In West Virginia, a trespass is defined as "an unlawful trespass for any person to knowingly, and without being authorized, licensed or invited, to enter or remain on any property, other than a structure or conveyance, as to which notice against entering or remaining is either given by actual communication to such person or by posting, fencing or cultivation." W. Va. Code § 61-3B-3.
2. Justification For Terry Frisk
Furthermore, Deputy Garrett possessed a reasonable suspicion that Swiger may have been armed. Upon approaching the car, Deputy Garrett observed a bow, arrows, and a rifle case within the car. Deputy Garrett also observed Swiger covered by a blanket with his hands obscured from vision, hidden under the blanket. Furthermore, it was after 3:00 AM and Deputy Garrett was alone, void of any backup. In order to ensure his safety Deputy Garrett had to ascertain whether or not Swiger was armed. While Deputy Garrett may not have begun the conversation by asking for Swiger's name or whether or not he had permission to be on the property, at that point Deputy Garrett was reasonably apprehensive that a weapon could be concealed beneath the blanket. As Justice Harlan explained, "a limited frisk incident to a lawful stop must often be rapid and routine. There is no reason why an officer, rightfully but forcibly confronting a person suspected of a serious crime, should have to ask one question and take the risk that the answer might be a bullet." Terry, 392 U.S. at 33 (Harlan, J., concurring).
Deputy Garrett initially attempted to ascertain whether weapons were present by asking Swiger. Although Swiger denied having weapons when asked, Deputy Garrett had observed a rifle case. It is a reasonable inference to assume that where there is a rifle case, there may also be a rifle. In addition, Swiger's hands remained concealed but were moving under the blanket, which led to the reasonable inference that there may be a weapon under the blanket. Therefore, it was not unreasonable to ask Swiger to step out of the car to conduct a frisk. Dickerson, 508 U.S. at 373.
Upon Swiger's exit of the vehicle, Deputy Garrett observed the clip of a knife sticking out of Swiger's pocket. Under the afore described circumstances, a Terry frisk was both reasonable and lawful. Id. Because the frisk was lawful the contraband found in in Swiger's pocket, in addition to the knife (the marijuana pipe and the loaded firearm) was also lawfully seized and is properly admissible. Id.

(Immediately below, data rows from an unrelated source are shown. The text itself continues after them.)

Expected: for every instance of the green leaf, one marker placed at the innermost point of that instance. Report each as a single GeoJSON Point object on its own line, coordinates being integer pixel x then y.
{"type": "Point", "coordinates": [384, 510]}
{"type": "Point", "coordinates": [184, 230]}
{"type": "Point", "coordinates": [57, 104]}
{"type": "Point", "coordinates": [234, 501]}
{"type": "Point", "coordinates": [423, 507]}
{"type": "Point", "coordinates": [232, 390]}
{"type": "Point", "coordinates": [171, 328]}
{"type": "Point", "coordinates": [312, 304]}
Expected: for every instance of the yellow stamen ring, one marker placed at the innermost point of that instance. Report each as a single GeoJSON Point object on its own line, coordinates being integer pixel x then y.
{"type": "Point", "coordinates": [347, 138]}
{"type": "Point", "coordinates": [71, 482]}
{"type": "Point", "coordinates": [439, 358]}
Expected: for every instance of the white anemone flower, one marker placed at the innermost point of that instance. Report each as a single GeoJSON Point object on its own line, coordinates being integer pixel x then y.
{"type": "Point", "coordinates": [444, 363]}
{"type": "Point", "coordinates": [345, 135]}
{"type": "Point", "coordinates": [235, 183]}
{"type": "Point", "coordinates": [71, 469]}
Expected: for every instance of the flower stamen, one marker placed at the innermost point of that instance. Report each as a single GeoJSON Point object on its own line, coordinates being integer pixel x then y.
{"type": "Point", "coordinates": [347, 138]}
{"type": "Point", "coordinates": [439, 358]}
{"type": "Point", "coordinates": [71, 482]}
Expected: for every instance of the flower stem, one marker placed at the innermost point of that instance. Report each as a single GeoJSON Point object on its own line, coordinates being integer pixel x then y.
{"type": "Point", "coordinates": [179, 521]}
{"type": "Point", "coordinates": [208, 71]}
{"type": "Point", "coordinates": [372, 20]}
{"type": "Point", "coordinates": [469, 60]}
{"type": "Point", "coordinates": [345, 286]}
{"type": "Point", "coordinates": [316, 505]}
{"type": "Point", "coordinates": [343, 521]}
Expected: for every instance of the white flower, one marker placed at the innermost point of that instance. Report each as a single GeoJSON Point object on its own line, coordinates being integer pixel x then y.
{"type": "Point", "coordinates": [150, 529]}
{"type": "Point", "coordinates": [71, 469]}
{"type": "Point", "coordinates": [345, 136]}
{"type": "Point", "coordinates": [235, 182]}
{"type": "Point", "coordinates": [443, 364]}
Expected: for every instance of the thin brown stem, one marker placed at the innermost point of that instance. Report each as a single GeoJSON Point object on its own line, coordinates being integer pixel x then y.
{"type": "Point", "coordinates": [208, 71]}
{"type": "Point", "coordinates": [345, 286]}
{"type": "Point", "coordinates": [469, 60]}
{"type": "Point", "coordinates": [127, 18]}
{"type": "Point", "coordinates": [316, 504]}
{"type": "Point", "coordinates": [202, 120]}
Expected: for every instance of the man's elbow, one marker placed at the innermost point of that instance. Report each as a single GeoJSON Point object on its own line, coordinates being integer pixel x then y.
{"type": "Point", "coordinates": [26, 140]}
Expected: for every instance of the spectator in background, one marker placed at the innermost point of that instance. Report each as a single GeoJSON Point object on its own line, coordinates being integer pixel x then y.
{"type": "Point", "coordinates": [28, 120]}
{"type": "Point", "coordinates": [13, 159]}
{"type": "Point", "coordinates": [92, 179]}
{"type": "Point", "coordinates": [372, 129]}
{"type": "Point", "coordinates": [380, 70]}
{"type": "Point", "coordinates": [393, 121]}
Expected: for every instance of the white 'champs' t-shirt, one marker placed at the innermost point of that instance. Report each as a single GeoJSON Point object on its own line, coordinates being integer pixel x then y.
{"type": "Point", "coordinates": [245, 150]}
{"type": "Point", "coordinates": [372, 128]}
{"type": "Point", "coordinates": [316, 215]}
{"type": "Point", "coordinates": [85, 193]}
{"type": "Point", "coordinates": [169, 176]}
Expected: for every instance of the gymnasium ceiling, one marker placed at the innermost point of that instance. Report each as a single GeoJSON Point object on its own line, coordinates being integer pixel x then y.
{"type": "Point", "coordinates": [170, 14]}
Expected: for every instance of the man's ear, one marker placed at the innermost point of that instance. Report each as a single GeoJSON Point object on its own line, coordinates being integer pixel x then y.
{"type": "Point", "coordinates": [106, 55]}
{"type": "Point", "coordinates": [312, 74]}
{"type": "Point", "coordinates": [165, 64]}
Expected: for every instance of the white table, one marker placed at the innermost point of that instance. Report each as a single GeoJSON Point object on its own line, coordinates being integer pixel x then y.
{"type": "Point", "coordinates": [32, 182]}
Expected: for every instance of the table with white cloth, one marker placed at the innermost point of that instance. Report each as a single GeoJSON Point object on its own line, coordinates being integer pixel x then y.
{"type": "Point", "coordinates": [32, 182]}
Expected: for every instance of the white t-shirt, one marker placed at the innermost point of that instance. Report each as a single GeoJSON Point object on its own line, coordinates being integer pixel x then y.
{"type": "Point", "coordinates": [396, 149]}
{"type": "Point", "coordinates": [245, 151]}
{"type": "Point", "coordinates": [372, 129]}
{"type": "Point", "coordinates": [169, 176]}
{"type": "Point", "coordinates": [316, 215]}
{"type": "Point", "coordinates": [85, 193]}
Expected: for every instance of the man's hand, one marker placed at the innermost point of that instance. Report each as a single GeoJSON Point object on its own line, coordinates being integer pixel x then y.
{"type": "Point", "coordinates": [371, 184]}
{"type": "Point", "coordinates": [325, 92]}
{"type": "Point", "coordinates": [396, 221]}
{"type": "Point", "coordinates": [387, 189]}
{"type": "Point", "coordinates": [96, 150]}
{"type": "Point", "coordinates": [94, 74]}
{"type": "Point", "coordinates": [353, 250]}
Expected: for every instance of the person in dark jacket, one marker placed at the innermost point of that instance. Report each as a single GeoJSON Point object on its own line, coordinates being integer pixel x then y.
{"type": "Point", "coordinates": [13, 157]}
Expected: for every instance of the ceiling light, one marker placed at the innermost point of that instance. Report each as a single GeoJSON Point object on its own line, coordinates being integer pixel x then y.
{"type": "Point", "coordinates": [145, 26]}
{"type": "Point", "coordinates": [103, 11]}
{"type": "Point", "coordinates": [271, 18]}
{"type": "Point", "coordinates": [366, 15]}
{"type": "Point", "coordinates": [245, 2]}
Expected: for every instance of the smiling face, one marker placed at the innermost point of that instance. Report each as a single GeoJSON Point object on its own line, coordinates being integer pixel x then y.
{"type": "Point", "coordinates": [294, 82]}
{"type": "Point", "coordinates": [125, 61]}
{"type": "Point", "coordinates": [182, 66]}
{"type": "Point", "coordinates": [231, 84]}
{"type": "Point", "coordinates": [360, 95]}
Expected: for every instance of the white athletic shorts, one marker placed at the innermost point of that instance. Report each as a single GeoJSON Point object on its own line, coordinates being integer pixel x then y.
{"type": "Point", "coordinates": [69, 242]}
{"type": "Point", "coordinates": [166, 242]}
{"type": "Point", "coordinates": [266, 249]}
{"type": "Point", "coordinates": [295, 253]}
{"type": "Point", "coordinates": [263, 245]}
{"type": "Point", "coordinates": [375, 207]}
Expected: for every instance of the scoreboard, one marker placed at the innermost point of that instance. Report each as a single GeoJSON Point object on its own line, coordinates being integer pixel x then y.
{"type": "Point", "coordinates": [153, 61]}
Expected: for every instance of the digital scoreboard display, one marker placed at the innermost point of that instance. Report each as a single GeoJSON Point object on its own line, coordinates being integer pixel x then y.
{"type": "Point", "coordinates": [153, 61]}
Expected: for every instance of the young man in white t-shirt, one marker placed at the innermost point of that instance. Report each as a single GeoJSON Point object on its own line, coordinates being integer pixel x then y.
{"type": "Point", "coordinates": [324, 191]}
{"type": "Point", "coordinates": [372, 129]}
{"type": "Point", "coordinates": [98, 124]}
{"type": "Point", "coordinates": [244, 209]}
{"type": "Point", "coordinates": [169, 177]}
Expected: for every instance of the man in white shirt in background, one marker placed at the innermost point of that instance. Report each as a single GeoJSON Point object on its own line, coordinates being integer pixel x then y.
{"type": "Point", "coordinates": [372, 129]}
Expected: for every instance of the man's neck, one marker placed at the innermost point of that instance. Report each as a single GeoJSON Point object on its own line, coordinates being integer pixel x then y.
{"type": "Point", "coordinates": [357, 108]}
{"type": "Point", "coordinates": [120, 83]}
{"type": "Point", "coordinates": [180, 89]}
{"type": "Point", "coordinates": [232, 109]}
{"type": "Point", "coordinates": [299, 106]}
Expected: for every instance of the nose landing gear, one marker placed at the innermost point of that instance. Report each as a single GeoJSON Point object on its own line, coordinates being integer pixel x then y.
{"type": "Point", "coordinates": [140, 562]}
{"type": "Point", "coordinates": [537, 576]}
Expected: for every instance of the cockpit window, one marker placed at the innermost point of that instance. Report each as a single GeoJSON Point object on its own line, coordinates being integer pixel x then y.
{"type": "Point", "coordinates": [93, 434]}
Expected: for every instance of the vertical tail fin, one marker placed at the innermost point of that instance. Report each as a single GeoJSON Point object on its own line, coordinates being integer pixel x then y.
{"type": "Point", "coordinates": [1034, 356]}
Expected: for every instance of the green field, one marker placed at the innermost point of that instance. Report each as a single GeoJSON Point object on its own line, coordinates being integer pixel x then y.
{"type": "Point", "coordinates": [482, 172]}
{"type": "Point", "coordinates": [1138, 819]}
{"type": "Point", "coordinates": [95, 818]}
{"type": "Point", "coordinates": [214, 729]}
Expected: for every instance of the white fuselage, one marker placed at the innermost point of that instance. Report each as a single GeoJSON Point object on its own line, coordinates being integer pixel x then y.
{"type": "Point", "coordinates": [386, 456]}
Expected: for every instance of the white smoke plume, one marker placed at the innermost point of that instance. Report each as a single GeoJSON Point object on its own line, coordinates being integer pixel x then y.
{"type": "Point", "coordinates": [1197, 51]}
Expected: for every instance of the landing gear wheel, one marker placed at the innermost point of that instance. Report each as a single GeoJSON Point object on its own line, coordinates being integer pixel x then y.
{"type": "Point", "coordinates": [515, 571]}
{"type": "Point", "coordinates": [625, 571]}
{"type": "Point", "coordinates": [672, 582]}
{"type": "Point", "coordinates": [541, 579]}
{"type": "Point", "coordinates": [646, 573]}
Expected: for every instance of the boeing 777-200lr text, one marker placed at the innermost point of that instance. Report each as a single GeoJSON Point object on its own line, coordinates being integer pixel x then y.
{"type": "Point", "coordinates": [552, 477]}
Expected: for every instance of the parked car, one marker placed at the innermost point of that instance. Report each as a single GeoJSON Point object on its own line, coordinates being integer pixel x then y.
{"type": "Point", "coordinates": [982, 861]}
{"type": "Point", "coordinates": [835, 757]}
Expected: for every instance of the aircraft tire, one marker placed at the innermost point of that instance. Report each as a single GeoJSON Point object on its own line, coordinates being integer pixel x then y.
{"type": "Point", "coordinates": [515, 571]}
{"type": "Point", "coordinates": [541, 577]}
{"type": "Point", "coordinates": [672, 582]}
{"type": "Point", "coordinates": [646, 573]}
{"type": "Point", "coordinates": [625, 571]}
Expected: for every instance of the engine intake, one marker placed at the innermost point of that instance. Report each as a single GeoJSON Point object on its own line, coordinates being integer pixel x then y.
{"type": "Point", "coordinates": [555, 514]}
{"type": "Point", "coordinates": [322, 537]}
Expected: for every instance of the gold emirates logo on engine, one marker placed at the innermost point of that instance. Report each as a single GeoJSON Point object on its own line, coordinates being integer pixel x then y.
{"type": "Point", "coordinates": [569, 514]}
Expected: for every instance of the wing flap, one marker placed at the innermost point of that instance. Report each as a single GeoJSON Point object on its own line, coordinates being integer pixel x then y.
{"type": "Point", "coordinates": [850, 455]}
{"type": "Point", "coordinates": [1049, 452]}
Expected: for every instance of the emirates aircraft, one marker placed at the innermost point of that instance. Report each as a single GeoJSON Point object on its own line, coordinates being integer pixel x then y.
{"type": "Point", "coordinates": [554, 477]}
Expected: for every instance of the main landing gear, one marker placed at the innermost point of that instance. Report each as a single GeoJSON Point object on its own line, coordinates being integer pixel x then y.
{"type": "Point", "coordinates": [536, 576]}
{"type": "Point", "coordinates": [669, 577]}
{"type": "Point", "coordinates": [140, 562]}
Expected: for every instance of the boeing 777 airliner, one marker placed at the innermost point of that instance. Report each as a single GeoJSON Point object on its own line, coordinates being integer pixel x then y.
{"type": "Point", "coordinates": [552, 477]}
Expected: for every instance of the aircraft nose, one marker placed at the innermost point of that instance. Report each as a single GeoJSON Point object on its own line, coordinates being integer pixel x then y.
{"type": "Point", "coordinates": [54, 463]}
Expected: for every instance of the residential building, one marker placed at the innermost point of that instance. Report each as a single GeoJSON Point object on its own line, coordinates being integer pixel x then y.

C. Admissibility Of Post-Arrest Statements And Seizures
1. Post-Arrest Statements
It was at this point that Deputy Garrett, by his own admission, placed Swiger under custodial arrest. Following the arrest, Deputy Garrett questioned Swiger about any remaining firearms in his automobile, which Swiger confirmed were present. However, Swiger had already been placed under custodial arrest and should have been given a Miranda warning prior to any subsequent interrogation. Berkemer, 468 U.S. at 434. Deputy Garrett's failure to advise Swiger of his rights, prior to interrogation, makes any statements that resulted from the un-Mirandized interrogation inadmissible.
2. Post-Arrest Seizures
Contrary to the assertion of Swiger, the evidence found in the car is not tainted by the un-Mirandized interrogation. United States v. Sterling, 283 F.3d 216 (4th Cir. 2002). Swiger was arrested prior to the statements. Following the arrest, it was Deputy Garrett's intent to tow Swiger's car off of the private property, which is consistent with his department's policy. However, prior to towing the car, it is routine for the Marion County Sheriff's Department to perform an inventory search.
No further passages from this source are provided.